Divario salariale, CGIL Verona: «Le donne guadagnano fino al 31% in meno»
di Matteo ScolariIl divario salariale tra uomini e donne continua a rappresentare una delle principali criticità del mercato del lavoro veronese e veneto. A denunciarlo è la segretaria generale della Camera del Lavoro CGIL Verona, Francesca Tornieri, che alla vigilia dell’8 marzo parla di una vera e propria “tassa di genere autoimposta che zavorra il Paese e il territorio”.
«Anche quest’anno i buoni propositi per l’8 marzo su parità di genere e riequilibrio delle responsabilità tra i ruoli sono destinati a infrangersi su una realtà granitica che vede le donne sistematicamente pagate meno, anche a parità di ore lavorate; costrette a subire il part-time involontario; segregate in settori a più bassa retribuzione», afferma Tornieri citando le elaborazioni più recenti dell’Ires Veneto.
Il quadro occupazionale evidenzia infatti una partecipazione femminile al lavoro ancora inferiore rispetto a quella maschile. «Malgrado l’ottimismo che fuoriesce da molti palazzi della politica, il quadro veronese e veneto non sono cambiati granché negli ultimi anni: nella nostra regione la partecipazione delle donne al lavoro si attesta attorno al 62,4% nel 2024, mantenendosi sistematicamente al di sotto della media del Nordest e dell’Europa dal 2018, mentre per gli uomini accade il contrario», prosegue la segretaria.

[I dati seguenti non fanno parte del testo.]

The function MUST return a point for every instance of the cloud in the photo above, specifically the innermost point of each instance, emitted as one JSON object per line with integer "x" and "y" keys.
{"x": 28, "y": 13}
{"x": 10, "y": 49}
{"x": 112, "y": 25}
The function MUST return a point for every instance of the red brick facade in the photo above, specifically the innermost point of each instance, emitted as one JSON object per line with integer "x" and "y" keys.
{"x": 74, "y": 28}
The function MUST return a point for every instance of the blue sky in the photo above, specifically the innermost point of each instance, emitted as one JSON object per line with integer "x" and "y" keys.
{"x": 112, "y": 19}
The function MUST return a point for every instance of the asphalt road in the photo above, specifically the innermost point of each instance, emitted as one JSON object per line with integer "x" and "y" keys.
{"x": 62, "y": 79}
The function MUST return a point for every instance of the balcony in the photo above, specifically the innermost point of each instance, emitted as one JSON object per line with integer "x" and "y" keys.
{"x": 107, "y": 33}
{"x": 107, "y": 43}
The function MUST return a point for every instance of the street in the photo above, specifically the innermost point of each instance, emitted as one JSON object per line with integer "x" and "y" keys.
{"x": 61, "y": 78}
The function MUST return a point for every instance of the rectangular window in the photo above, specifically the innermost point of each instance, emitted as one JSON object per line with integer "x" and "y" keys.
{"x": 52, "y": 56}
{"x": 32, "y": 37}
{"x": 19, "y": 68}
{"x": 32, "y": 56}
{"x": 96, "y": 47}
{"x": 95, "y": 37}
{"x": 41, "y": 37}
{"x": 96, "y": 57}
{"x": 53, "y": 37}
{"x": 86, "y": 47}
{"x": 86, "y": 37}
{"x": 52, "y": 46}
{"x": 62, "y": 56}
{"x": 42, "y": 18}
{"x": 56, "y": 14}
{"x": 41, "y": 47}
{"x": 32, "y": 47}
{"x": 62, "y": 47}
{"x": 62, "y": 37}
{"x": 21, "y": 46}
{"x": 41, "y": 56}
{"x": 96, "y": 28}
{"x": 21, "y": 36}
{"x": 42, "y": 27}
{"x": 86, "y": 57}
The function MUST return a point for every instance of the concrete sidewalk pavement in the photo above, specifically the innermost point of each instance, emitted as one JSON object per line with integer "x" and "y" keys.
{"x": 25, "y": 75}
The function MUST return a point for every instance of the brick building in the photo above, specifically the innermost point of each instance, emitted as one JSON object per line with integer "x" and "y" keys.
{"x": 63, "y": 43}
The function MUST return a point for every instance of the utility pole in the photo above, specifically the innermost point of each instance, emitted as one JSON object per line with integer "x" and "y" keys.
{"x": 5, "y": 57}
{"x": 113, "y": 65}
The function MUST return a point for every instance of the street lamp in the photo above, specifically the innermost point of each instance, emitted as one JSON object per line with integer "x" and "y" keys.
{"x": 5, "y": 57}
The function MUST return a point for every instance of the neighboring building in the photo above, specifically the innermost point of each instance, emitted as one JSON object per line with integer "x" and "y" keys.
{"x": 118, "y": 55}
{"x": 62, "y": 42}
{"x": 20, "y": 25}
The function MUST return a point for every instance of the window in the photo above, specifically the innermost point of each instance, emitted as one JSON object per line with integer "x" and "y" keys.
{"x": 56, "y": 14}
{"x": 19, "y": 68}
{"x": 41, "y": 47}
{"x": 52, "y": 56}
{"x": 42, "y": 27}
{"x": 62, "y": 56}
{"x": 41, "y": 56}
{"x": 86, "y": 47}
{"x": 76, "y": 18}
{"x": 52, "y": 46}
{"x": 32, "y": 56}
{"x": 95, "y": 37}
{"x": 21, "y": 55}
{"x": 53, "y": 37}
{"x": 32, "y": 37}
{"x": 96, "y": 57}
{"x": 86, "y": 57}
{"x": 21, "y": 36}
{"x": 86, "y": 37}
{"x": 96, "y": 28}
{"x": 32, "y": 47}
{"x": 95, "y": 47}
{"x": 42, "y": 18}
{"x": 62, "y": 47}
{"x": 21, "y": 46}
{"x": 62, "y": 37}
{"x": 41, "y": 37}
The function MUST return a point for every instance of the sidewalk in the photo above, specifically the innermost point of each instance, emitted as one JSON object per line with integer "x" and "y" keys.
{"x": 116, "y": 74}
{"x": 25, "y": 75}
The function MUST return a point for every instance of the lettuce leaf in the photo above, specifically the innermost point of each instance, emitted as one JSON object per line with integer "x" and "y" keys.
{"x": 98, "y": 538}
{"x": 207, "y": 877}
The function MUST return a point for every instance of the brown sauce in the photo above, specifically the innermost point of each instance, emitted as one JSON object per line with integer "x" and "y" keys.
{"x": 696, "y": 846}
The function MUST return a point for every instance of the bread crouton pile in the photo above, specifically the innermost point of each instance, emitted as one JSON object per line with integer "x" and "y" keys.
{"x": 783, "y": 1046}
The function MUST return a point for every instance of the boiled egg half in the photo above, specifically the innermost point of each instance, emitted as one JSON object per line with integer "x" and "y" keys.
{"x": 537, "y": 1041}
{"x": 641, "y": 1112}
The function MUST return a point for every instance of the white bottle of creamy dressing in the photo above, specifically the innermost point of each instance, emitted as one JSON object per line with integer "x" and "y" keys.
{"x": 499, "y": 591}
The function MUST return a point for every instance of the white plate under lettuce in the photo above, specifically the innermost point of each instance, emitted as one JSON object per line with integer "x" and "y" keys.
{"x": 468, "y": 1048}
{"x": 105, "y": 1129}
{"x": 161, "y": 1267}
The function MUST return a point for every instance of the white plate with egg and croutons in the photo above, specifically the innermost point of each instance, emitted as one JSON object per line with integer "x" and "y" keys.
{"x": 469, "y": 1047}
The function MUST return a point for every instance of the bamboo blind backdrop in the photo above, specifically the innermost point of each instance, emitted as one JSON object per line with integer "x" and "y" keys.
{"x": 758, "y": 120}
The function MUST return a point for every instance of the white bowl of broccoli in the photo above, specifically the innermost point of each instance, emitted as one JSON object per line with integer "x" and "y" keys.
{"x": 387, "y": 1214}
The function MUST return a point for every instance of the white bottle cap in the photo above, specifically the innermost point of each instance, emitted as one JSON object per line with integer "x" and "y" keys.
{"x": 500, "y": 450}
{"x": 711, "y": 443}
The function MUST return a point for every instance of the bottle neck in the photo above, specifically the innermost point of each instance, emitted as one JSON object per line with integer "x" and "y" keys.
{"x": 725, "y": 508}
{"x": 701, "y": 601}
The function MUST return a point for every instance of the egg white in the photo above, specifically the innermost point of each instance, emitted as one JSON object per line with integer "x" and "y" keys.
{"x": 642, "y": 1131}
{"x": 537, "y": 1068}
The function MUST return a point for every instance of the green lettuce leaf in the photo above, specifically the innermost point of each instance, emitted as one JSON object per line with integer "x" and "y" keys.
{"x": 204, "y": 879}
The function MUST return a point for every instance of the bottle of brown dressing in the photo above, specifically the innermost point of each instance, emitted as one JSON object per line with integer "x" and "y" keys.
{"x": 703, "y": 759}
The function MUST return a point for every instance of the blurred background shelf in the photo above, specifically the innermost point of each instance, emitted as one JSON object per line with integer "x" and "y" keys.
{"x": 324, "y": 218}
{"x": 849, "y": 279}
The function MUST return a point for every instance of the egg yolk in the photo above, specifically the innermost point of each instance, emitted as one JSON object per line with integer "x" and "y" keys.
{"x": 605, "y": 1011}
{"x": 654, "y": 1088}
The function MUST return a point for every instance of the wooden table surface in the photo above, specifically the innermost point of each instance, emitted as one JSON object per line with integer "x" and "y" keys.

Alle differenze nella partecipazione al lavoro si aggiunge il tema della precarietà contrattuale. Nel mercato del lavoro scaligero le donne presentano una quota di contratti a termine sensibilmente più alta rispetto agli uomini: 13% contro il 7%. Anche tra i contratti stabili emergono forti differenze: una donna su due con contratto a tempo indeterminato lavora part-time, mentre tra gli uomini la quota si ferma al 9%.
Il divario appare ancora più evidente se si osservano le retribuzioni. «In provincia di Verona – rimarca Tornieri – le donne che lavorano nel settore privato non agricolo presentano una retribuzione media annua inferiore del 31,24% rispetto a quella maschile. Anche a parità di giornate lavorate, con gli uomini che mediamente ne contano solo 11 in più all’anno, il gap resta del 28,11%. Persino tra i lavoratori full-time a tempo indeterminato, la retribuzione media giornaliera femminile è più bassa del 14,26%. Il differenziale scende al minimo del 3,6%, comunque a vantaggio degli uomini, solo tra i lavoratori part-time».

Secondo la CGIL, il fenomeno è legato sia a fattori economici sia a scelte politiche e sociali che continuano a condizionare le opportunità lavorative femminili. «Le dinamiche sociali sono ben presenti e più forti che mai nel delimitare lo spazio lavorativo delle donne: ci sono sempre più lavori da donne e contratti da donne, con una concentrazione nei settori a più bassa retribuzione come commercio e ristorazione, nonostante un livello di scolarizzazione mediamente più alto», sottolinea Tornieri.
A pesare, secondo il sindacato, sono anche alcune scelte legislative. «Le disparità di genere sono purtroppo favorite da decisioni politiche attive, come quelle che hanno fatto naufragare in Parlamento la proposta di congedo paritario oppure quelle che rischiano di recepire in modo non adeguato la Direttiva europea sul gender pay gap».
La CGIL torna quindi a chiedere politiche più incisive per sostenere l’occupazione femminile e ridurre le disuguaglianze nel mercato del lavoro. «La maternità continua ad essere un momento decisivo per le carriere lavorative delle donne perché mancano servizi adeguati per la conciliazione tra famiglia e lavoro e un reale riequilibrio delle responsabilità tra i ruoli. Anche la contrattazione aziendale, che potrebbe rappresentare uno strumento fondamentale per ridurre i divari, non sempre trova l’apertura e la disponibilità necessarie».
Per il sindacato, il problema non è solo sociale ma anche economico: un basso livello di occupazione femminile, conclude Tornieri, priva il Paese e il territorio di una risorsa fondamentale per lo sviluppo e la crescita.